Weber State University celebrated Asian Awareness Week the first week of February with a showcase, film screenings and a performance celebration. These activities were held and presented by the Asian Student Involvement Association.
So, what exactly is Asian Awareness Week?
“The purpose of Asian Awareness Week is to showcase our culture and talk about our communities,” the president of Weber’s ASIA branch, Christian Phomsouvanh, said. “The injustices and justices that we go through but also highlighting and celebrating our culture.”
ASIA’s mission is to provide a safe space for Asian students and students interested in Asian culture to socialize, collaborate and participate in leadership and volunteer opportunities. ASIA is associated with WSU’s Center for Multicultural Excellence, offering students social, cultural, spiritual and academic opportunities on campus.
Asian/Pacific Islander is the third largest demographic at WSU, making up 2.2% of the student population.
One of the things that ASIA has been working on in the last 2-3 years is retiring the acronym AAPI, which stands for Asian American Pacific Islander.
“The numbers are growing for both student organizations, and with the growth of these cultural groups that are on campus comes more need and demand for more support, more events and providing more spaces for them to feel comfortable to express some of their concerns and struggles they experience,” Lulu Faumui-Latu-Peters, the advisor of ASIA and The Ohana Association, said.
ASIA has been working on this desegregation by collaborating and supporting various clubs on campus that are derivative and specific to individual countries. WSU currently has a Japan Club and a Filipino Club.
“In order to be able to provide more services and more of a support for each of the group, I would think it’s only fair to have an advisor and counselor specific for them,” Faumui-Latu-Peters said.
ASIA was previously known as the Asian area council. It was rebooted during the 2015-16 school year with the work of multiple students, including Phomsouvanh.
“When we decided to reestablish this Asian organization, one of the reasons why we wanted to rename ourselves ASIA was to encompass that pan-Asian ethnicity group,” Phomsouvanh said. “We felt that the acronym was our first step in trying to show that we are a pan-Asian student organization; we’re not just a monolith.”
Faumui-Latu-Peters believes that another effort that WSU needs to explore is being more intentional with hiring faculty and staff that self-identify as being part of the BIPOC community.
“Within our AAPI faculty and staff we need more representation in order to better support our students, to see themselves reflected in classrooms and not just in student affairs,” Faumui-Latu-Peters said.
This opportunity to highlight and celebrate different Asian cultures provides a learning opportunity at a time where the Asian community has faced discrimination.
The Asian community has faced a rise in hate crimes and race-based discrimination since the beginning of the COVID-19 pandemic.
The Hate Crime Statistics Program of the FBI Uniform Crime Reporting Program collects data about crimes that were motivated by the offender’s bias against the victim’s race/ethnicity/ancestry, gender, gender identity, religion, disability or sexual orientation.
This data is voluntarily submitted to the FBI by The National Incident-Based Reporting System and Summary Reporting System.
This data shows that the number of single bias anti-Asian hate crimes nearly doubled from 2019 to 2020. This data also shows that approximately 87% of those hate crimes in 2020 were against an individual victim.
ASIA generated and created safe spaces for Asian students with town halls, meetings and virtual events.
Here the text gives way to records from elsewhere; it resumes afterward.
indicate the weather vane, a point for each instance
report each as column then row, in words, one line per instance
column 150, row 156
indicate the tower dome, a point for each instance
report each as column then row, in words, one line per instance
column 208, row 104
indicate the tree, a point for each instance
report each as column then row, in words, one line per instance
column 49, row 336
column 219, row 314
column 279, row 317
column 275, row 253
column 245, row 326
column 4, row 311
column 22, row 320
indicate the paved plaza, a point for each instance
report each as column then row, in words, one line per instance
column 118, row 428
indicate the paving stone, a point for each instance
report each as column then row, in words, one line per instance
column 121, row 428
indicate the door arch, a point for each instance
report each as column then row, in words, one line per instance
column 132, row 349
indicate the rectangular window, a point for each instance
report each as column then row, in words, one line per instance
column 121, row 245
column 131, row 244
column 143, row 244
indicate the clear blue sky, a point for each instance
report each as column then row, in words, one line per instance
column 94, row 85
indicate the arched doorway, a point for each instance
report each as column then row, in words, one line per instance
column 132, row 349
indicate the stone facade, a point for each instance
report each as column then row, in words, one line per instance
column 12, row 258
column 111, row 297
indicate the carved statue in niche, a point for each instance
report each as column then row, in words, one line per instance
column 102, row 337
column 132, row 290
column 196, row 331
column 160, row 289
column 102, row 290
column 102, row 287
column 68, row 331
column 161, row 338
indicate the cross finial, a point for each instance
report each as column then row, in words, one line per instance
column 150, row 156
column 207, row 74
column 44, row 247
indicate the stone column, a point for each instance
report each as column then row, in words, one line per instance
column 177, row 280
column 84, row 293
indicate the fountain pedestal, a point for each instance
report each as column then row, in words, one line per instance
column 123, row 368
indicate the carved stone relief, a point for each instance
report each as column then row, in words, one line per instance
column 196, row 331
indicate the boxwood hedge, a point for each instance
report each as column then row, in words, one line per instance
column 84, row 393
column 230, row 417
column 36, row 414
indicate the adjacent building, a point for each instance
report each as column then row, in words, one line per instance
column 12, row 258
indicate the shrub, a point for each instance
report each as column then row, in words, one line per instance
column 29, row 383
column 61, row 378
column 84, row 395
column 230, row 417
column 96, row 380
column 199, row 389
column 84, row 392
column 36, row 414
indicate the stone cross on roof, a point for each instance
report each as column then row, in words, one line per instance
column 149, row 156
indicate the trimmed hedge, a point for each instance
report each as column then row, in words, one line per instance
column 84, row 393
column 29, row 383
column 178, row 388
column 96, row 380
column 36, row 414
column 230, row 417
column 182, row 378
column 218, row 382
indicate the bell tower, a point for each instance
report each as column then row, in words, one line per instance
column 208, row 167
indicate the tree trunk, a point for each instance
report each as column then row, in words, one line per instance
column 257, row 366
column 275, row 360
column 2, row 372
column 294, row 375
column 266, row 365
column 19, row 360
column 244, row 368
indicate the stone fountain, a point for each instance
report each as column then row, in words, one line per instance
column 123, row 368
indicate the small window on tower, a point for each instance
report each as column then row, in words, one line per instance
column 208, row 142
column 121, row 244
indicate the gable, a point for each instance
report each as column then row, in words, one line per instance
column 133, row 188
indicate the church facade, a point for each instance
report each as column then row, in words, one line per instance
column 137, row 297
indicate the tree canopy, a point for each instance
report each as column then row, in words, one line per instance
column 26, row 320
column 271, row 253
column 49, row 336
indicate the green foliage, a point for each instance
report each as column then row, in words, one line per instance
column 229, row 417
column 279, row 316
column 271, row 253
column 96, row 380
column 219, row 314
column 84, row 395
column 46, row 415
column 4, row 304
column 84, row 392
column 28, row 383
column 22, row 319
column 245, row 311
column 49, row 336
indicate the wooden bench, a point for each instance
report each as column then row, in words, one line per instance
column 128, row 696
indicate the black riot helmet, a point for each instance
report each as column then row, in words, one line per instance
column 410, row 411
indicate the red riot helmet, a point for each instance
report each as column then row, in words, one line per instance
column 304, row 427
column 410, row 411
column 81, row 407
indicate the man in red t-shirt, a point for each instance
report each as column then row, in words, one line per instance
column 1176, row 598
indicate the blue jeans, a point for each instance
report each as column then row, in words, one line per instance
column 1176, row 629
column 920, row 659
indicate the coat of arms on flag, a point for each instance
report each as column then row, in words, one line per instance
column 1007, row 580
Students, advisers and the community worked to collectivize and come together as a community for support.
“It’s up to ourselves and our advisers to provide that space for us to not only heal as a community, but to address it as a community, because nobody else is addressing it,” Phomsouvanh said. “Once we have been able to address it for ourselves in our community, that’s when we can have events like Asian Awareness Week.”
Phomsouvanh and Faumui-Latu-Peters agree that one of the best ways to begin to combat racism and xenophobia against the Asian community is to listen to their histories and learn about the various cultures they have.
“They [people] need to understand how complex some of these things are and rather than declining the complexity of it, they need to accept the complexity of it,” Phomsouvanh said.